Muirhead joined the hospital's board of directors in late 1995 for a somewhat selfish reason, he said.
One of his jobs at his firm was recruiting young accountants to Casper, he said. Besides touting the educational institutions, the museums, the outdoors and other amenities, Muirhead knew young professionals insisted on good health care facilities for themselves and their families.
The West Tower benefits central Wyoming, and all who live here, Muirhead said. "When Casper does well, we all do well."
Wyoming Department of Health Director Tom Forslund echoed that theme.
"This is a high cost project, but it is a good investment," said Forslund, former Casper city manager.
"Those communities that invest in their health generally are those communities that also thrive economically," he said. "To understand you have to have a solid health care system in place to support the economy is critical."
The $43.7 million West Tower dominates the hospital’s campus in the 1200 block of East Second Street.
The 100,000-square-foot addition features the new main entrance, an expanded kitchen and dining area, a healing garden for visitors to enjoy some quiet, an expanded chapel, the entire third floor for the Ruth R. Ellbogen Family, Mother and Baby Center, and the entire fourth floor for the Jerry Behrens MD Orthopedic, Spine and General Surgery Center.

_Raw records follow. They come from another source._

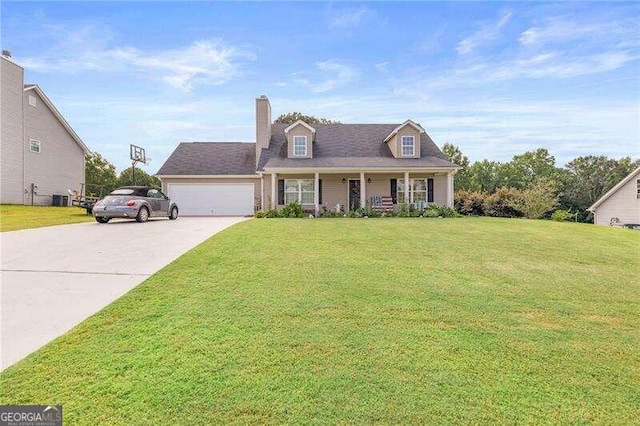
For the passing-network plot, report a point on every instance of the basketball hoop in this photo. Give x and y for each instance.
(137, 155)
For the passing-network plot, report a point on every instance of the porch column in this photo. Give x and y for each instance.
(274, 202)
(262, 197)
(363, 191)
(316, 193)
(408, 193)
(449, 189)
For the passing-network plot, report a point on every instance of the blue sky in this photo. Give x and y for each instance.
(496, 79)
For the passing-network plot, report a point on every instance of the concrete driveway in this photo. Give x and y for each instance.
(52, 278)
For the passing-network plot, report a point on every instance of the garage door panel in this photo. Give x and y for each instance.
(219, 199)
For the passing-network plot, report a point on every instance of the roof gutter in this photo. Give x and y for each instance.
(358, 169)
(256, 176)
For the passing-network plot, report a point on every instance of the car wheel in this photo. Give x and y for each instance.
(143, 215)
(174, 213)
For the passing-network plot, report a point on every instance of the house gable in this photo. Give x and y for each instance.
(404, 140)
(300, 137)
(34, 91)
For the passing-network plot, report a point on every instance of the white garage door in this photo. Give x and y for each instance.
(212, 199)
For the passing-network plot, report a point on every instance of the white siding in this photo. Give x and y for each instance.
(623, 204)
(11, 133)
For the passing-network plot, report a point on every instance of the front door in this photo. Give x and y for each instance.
(354, 194)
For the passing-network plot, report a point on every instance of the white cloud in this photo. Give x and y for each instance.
(563, 30)
(331, 75)
(203, 62)
(350, 18)
(486, 34)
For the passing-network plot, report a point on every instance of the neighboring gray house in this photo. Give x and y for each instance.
(621, 204)
(40, 154)
(321, 166)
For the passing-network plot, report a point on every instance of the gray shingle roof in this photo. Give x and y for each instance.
(211, 158)
(335, 145)
(350, 145)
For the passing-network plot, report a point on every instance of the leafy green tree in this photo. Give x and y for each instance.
(292, 117)
(142, 178)
(485, 176)
(453, 154)
(527, 169)
(588, 178)
(539, 199)
(100, 175)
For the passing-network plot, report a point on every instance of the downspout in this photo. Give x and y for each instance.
(261, 191)
(24, 147)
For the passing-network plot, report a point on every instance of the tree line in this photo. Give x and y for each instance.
(532, 185)
(101, 177)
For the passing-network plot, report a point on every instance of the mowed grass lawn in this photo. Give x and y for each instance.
(13, 217)
(362, 321)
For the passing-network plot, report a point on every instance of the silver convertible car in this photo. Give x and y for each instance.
(135, 202)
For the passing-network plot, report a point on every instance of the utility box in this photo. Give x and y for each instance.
(60, 200)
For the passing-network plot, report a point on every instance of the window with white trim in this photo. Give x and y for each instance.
(408, 144)
(300, 146)
(34, 146)
(300, 190)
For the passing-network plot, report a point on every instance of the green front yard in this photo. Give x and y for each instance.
(13, 217)
(362, 321)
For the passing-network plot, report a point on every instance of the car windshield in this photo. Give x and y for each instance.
(122, 191)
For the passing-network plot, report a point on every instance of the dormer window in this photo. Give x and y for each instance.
(408, 146)
(300, 146)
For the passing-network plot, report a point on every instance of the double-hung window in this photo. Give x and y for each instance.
(408, 144)
(34, 146)
(300, 190)
(422, 190)
(300, 146)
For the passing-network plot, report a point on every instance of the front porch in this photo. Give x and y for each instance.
(319, 191)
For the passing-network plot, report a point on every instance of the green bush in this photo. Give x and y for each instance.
(505, 202)
(431, 211)
(330, 214)
(538, 200)
(561, 215)
(447, 212)
(271, 213)
(469, 203)
(292, 210)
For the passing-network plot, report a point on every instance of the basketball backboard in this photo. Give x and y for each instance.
(137, 153)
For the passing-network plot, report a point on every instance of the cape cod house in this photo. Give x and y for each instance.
(328, 166)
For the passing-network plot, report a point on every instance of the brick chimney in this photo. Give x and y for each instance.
(263, 125)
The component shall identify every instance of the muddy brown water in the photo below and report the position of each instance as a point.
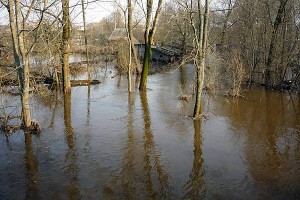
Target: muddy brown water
(101, 143)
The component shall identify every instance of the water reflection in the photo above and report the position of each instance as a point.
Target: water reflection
(71, 154)
(271, 140)
(31, 164)
(195, 187)
(151, 156)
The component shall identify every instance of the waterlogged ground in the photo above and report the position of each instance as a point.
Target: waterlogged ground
(101, 143)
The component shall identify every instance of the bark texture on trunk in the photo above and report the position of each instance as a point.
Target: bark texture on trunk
(21, 58)
(201, 56)
(86, 41)
(148, 36)
(271, 54)
(66, 46)
(130, 43)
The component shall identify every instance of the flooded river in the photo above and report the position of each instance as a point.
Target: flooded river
(101, 143)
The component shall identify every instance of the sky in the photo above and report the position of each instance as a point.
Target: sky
(94, 11)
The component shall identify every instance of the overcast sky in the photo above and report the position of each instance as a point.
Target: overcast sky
(94, 12)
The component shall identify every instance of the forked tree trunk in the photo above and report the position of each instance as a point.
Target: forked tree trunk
(130, 42)
(21, 58)
(148, 36)
(66, 46)
(201, 56)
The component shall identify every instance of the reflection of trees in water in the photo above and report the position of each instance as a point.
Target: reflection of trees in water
(270, 138)
(150, 154)
(195, 187)
(128, 169)
(142, 173)
(71, 155)
(31, 164)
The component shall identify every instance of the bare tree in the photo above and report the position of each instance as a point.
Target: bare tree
(85, 40)
(22, 51)
(129, 36)
(201, 38)
(148, 37)
(65, 46)
(278, 21)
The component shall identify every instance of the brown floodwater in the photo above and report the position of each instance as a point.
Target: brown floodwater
(102, 143)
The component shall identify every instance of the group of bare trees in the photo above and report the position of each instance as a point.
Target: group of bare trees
(258, 41)
(25, 37)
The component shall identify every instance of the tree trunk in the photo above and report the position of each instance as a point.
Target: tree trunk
(148, 36)
(201, 56)
(271, 54)
(129, 36)
(85, 41)
(21, 58)
(146, 65)
(66, 46)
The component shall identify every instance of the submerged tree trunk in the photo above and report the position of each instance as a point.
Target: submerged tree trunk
(66, 46)
(129, 36)
(271, 54)
(148, 36)
(21, 58)
(85, 41)
(201, 55)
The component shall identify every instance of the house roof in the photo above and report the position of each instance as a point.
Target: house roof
(121, 33)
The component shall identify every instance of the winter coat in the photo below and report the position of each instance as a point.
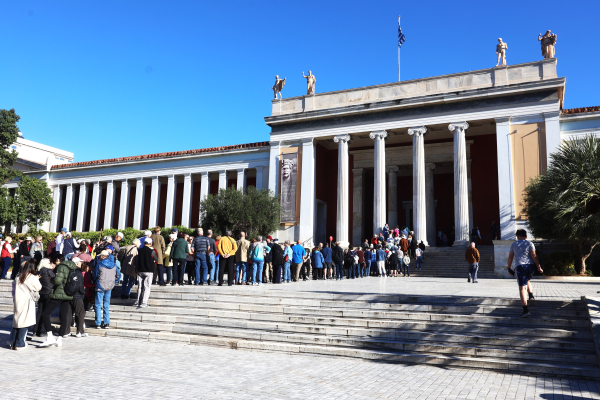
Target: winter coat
(129, 264)
(158, 242)
(24, 306)
(337, 254)
(277, 255)
(179, 248)
(241, 254)
(62, 273)
(146, 259)
(46, 276)
(327, 254)
(318, 259)
(106, 274)
(472, 255)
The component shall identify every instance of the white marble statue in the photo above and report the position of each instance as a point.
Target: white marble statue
(278, 87)
(310, 82)
(501, 52)
(548, 42)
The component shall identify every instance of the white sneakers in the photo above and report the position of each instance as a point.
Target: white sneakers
(50, 341)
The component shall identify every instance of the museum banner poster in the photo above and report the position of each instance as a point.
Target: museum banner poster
(289, 184)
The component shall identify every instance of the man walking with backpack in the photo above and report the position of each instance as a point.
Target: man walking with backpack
(523, 252)
(74, 287)
(106, 275)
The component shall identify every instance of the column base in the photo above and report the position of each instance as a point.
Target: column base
(463, 243)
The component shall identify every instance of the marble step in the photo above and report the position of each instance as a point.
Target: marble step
(409, 332)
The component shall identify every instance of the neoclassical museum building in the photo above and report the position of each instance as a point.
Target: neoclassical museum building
(436, 154)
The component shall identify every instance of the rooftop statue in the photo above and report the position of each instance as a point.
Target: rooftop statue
(548, 42)
(310, 82)
(501, 52)
(278, 87)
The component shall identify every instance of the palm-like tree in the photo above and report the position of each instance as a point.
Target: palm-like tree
(564, 204)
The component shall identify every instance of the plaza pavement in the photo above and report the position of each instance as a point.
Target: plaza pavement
(117, 368)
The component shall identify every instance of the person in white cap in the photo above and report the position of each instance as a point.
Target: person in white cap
(78, 293)
(147, 234)
(145, 266)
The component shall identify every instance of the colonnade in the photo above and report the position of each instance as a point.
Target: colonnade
(423, 199)
(94, 191)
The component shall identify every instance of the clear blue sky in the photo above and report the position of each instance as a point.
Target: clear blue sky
(108, 79)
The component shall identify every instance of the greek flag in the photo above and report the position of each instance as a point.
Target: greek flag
(401, 37)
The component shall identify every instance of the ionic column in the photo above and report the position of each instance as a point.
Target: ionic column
(240, 179)
(274, 167)
(379, 214)
(110, 202)
(307, 193)
(68, 206)
(170, 208)
(81, 208)
(259, 177)
(124, 204)
(138, 211)
(419, 199)
(461, 193)
(204, 189)
(358, 229)
(222, 179)
(94, 213)
(187, 200)
(342, 200)
(392, 194)
(54, 225)
(154, 201)
(429, 194)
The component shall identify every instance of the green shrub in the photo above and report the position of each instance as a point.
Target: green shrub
(559, 263)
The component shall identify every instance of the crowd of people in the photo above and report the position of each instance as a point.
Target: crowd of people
(75, 276)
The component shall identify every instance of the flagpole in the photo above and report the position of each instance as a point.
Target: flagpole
(398, 52)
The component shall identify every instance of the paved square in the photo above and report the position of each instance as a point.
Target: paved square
(96, 367)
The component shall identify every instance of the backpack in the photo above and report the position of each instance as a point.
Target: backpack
(74, 281)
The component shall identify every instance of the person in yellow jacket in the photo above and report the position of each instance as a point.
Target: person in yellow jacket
(227, 249)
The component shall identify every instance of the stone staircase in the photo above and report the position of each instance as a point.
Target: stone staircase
(449, 262)
(477, 333)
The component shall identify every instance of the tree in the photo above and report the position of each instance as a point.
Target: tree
(9, 132)
(561, 204)
(32, 202)
(255, 212)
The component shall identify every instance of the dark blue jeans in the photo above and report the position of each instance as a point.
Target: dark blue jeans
(128, 282)
(339, 270)
(178, 270)
(201, 267)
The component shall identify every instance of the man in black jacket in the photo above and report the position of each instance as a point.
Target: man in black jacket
(146, 259)
(337, 256)
(77, 302)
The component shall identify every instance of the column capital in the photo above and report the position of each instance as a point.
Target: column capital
(342, 138)
(551, 115)
(417, 131)
(378, 135)
(463, 126)
(502, 120)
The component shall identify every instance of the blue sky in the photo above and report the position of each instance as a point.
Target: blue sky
(117, 78)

Kim Coryell is a certified nursing assistant who will be working on the fourth floor. She and Kathy Taylor were touring the Family, Mother and Baby Center and showing a new piece of equipment common to both floors.
Call buttons for nurses have been around for decades, Coryell said. But both floors will have large hand-held pads patients can use to not only call for a nurse, but make requests for water, medications and other specific items, she said.
The hospital will begin moving equipment to the new tower during the first week of October. The kitchen and cafeteria facilities will be transferred later that month. Surgery and obstetrics patients will be transferring from their current locations to the West Tower's third and fourth floors next month.